In its simplest implementation, a guided Cas nuclease produces a single DNA DSB at its genomic target. The genomic target contains the ∼20 base sequence programmed by the guide RNA adjacent to the PAM sequence. This DSB is recognized by the cellular machinery and repaired.
In the absence of a repair template containing homologous sequences at or near the DSB, the repair is mediated by non-homologous end-joining (NHEJ) or microhomology-mediated end joining (MMEJ) pathways. After repair, the NHEJ and MMEJ pathways produce small insertions or deletions (indels). In practice, small indels can disrupt gene-regulatory elements or can result in frameshift mutations in the protein-coding sequences of genes. These outcomes can disrupt the function of the targeted gene or regulatory element. Using a pair of Cas nucleases with spaced targets, it is also possible to induce large deletions or genomic rearrangements, such as inversions or translocations (Chen et al., 2014; Han et al., 2014; and reviewed in Brunet & Jasin, 2018).

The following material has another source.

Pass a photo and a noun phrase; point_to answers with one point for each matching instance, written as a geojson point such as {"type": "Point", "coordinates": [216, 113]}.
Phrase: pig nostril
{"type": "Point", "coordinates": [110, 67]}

DSB may also be repaired using an investigator-supplied template, in which case homology-directed repair (HDR) pathways are used. This approach can be used to change the sequence at or near a genomic target (Fig. 1). For example, HDR can be used to mimic a clinically significant allele of a gene or to change an amino acid within a protein. This approach may also be used to insert relatively large stretches of DNA into a particular genomic location. Examples may include the insertion of a detectable reporter gene such as GFP near a regulatory element, fusion or tagging of a protein of interest with an epitope tag or fluorescent reporter, or the insertion of whole genes or genetic circuits. For both correction and insertion, repair templates are designed to include regions of homologous DNA at their termini that correspond to genomic regions flanking the Cas nuclease–targeted site.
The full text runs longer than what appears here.